Disruption: Video Art from Asia

Disruption as Rapture

Shahzia Sikander (b. 1969, Lahore, Pakistan)
2015
Single-channel video animation with sound
10 minutes, 7 seconds
Courtesy of the artist

Trained at the National College of Arts in Lahore, Pakistan, and the Rhode Island School of Design, Shahzia Sikander creates drawings, paintings, and installations based on imagery often found in intricately layered Persian and Mughal manuscript paintings. In Disruption as Rapture, she uses animation to isolate, multiply, and set in motion selected folios of an eighteenth-century Gulshan-i Ishq (Garden of Love) manuscript.

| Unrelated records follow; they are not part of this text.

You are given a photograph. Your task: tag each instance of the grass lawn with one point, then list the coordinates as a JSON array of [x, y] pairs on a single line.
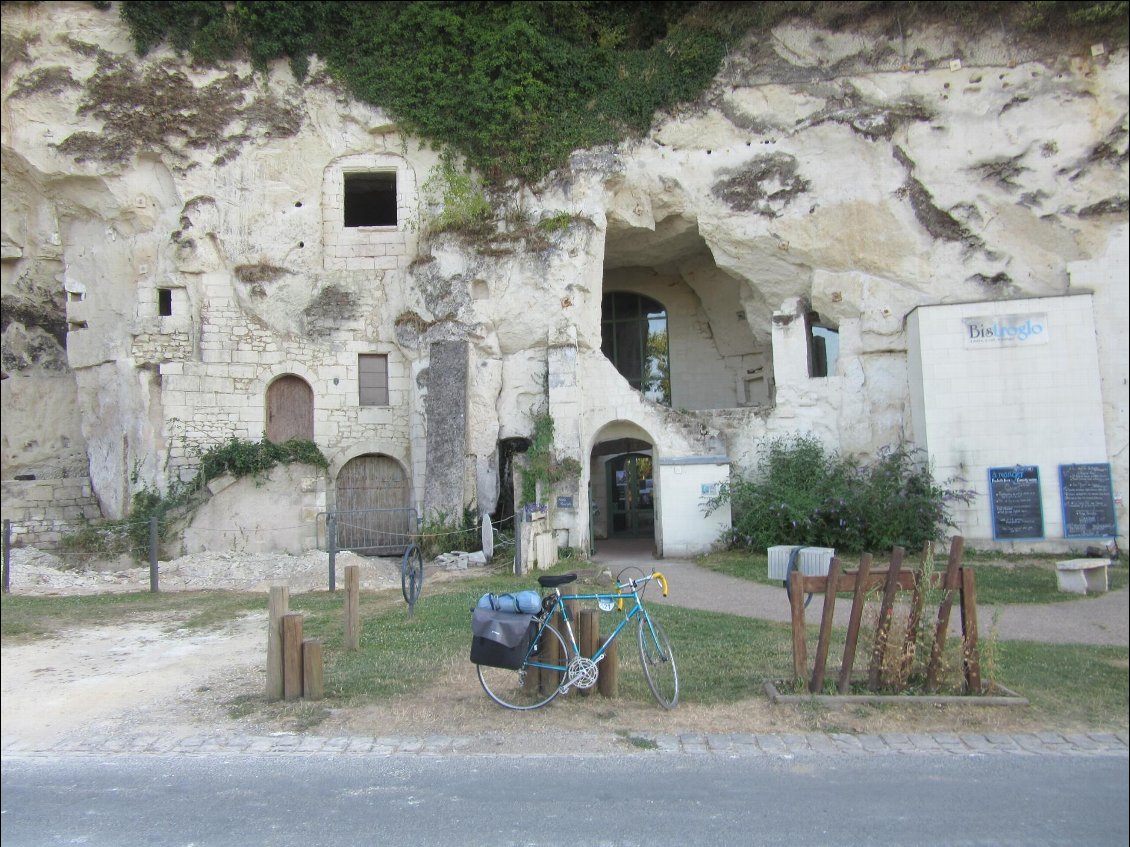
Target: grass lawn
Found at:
[[1017, 579], [722, 658]]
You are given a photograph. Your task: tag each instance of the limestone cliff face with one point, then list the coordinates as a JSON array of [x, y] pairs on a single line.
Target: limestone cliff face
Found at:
[[173, 243]]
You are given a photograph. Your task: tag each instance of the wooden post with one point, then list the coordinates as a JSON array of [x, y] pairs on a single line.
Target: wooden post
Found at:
[[608, 680], [573, 607], [970, 649], [154, 586], [312, 670], [952, 585], [589, 637], [797, 603], [858, 601], [292, 656], [351, 639], [278, 607], [914, 620], [822, 645], [886, 611]]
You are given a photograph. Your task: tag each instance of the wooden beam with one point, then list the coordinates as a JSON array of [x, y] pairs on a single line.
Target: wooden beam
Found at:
[[799, 649], [292, 656], [313, 687], [822, 644], [858, 602], [970, 648], [886, 611], [351, 625], [952, 586], [278, 605]]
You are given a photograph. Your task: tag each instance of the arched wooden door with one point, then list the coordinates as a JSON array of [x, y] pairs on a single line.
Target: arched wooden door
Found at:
[[631, 497], [289, 410], [373, 512]]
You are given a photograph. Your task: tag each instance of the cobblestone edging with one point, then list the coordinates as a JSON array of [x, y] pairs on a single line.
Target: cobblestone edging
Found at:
[[1043, 743]]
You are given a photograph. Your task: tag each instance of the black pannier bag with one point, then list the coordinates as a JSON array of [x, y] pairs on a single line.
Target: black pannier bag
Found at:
[[501, 639]]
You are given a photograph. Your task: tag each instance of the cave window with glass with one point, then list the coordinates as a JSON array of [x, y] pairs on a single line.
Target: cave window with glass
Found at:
[[633, 337]]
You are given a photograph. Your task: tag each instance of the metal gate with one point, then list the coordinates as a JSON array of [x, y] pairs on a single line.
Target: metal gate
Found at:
[[373, 515]]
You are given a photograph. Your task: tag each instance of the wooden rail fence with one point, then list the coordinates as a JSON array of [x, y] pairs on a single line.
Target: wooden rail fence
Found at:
[[956, 583]]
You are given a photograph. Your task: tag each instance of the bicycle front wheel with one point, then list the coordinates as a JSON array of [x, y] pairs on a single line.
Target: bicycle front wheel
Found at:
[[528, 688], [658, 662]]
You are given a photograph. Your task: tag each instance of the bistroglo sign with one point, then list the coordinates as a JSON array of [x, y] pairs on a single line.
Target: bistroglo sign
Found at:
[[1006, 330]]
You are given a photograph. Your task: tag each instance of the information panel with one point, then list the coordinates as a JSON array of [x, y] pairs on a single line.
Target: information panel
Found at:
[[1087, 494], [1016, 507]]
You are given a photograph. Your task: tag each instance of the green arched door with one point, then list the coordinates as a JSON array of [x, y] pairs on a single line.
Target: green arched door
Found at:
[[631, 497]]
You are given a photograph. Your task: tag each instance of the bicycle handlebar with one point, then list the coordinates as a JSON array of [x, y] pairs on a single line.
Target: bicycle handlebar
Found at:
[[644, 579]]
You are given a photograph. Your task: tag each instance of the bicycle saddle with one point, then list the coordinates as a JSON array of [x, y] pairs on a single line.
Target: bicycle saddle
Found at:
[[553, 582]]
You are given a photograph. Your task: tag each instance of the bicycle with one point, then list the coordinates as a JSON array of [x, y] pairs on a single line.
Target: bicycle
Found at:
[[554, 665]]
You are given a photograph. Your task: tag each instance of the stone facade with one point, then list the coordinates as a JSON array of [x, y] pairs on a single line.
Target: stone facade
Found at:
[[792, 220]]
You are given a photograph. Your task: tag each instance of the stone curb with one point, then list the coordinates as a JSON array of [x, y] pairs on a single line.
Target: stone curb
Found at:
[[740, 744]]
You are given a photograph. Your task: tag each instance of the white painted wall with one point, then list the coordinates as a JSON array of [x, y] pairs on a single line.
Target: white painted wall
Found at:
[[684, 485], [979, 403]]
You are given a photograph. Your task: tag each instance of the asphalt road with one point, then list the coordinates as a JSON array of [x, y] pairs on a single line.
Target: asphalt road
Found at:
[[614, 801]]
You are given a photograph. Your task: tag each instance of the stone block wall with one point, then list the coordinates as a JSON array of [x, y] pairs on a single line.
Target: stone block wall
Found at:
[[368, 249], [42, 512]]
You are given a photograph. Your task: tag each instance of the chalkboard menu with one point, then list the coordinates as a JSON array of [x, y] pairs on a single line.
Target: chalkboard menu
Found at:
[[1088, 501], [1016, 508]]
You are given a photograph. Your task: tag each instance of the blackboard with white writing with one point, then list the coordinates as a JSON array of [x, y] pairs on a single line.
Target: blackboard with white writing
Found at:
[[1017, 512], [1088, 501]]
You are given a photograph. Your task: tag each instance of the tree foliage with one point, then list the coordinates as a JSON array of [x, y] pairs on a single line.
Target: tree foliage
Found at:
[[802, 494], [515, 87]]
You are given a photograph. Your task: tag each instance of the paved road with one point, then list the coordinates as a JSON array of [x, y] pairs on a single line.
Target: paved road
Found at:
[[634, 799]]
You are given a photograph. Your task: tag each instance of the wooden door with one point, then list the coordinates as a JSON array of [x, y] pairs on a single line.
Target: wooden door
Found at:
[[373, 512], [289, 410]]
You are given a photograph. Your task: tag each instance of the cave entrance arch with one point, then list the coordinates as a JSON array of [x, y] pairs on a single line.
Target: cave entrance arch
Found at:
[[633, 337], [624, 489]]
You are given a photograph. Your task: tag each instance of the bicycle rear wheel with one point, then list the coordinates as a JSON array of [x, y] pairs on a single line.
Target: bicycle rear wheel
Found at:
[[658, 662], [528, 688]]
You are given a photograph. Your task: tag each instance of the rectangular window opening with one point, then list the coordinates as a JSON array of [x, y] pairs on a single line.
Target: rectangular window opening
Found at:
[[373, 380], [824, 345], [371, 199]]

The Gulshan-i Ishq, written in 1657–58 by Nusrati, court poet to Sultan Ali Adil Shah II of Bijapur, recounts a classic tale of star-crossed lovers who must face daunting challenges and painful separation before they can unite. This tale of migration, longing, and final union in a world of lush gardens and magical beings serves as an allegory for the soul’s search for the divine.


Shock of Time

Sun Xun (b. 1980, Fuxin, China)
2006
Single-channel video animation with sound
5 minutes, 29 seconds
Courtesy of the artist

Sun Xun builds his animations frame by frame through a painstaking process of drawing and erasing on surfaces that range from sheets of old newspapers to entire walls. In Shock of Time, words form the background for the machinations of the “magician,” a central figure in many of Sun’s works. Moving across and through yellowing Chinese newspapers from the 1950s and 1960s, the magician weaves his tales—or lies—about history. The film’s simplicity and playfulness belie the artist’s more cynical commentary on the way events are remembered in different historical contexts.


The Fourth Stage

Ahmad Ghossein (b. 1981, Beirut, Lebanon)
2015
Single-channel video with sound
37 minutes
Courtesy of the artist

Ahmad Ghossein has a multidisciplinary practice spanning film, photography, and installation art, creating a body of work driven by personal experience. He collects facts, documents, and found footage, transforming them into work that reflects his interest in individual human experiences and shared political realities. The Fourth Stage weaves a complex and unlikely union of illusion and myth between the three worlds: cinema, magic, and the changing landscape of southern Lebanon. Within a dystopian narrative, Ghossein recalls the disappearance of a famous magician and ventriloquist from his childhood.


Superposition

Moon Kyungwon (b. 1969, Seoul, South Korea)
2009
Single-channel video with sound
13 minutes, 51 seconds
Courtesy of the artist

Educated at both the California Institute of the Arts and Yonsei University, Moon Kyungwon focuses on human interaction with natural landscapes and the residues of inhabited space. Superposition is an imaginary documentation of Kimusa, a military site in Seoul with a controversial history spanning the country’s colonial and authoritarian periods. Nearly a decade ago and after eliciting much public debate, Kimusa was transformed into a space for art and culture. Superposition explores the significance of this place and its existence through different social and political contexts.


The Island

Tuan Andrew Nguyen (b. 1976, Saigon, Vietnam)
2017
Single-channel video with sound
42 minutes
Courtesy of the artist

Tuan Andrew Nguyen’s work questions the individual’s relationship to history, trauma, nationhood, and displacement, often exploring the body as a site of resistance in public space. Featured at the 2017 Whitney Biennial, The Island was shot on the Malaysian island Pulau Bidong, which was home to the largest and longest-operating refugee camp after the Vietnam War. The island housed 250,000 people from 1978–91, including Nguyen and his family. While the island is overgrown today, residue of its past can be found in crumbling buildings and relics. The film is set in a dystopian future where the last two people on earth inhabit the island, weaving together historic footage from Pulau Bidong’s past with this imagined narrative.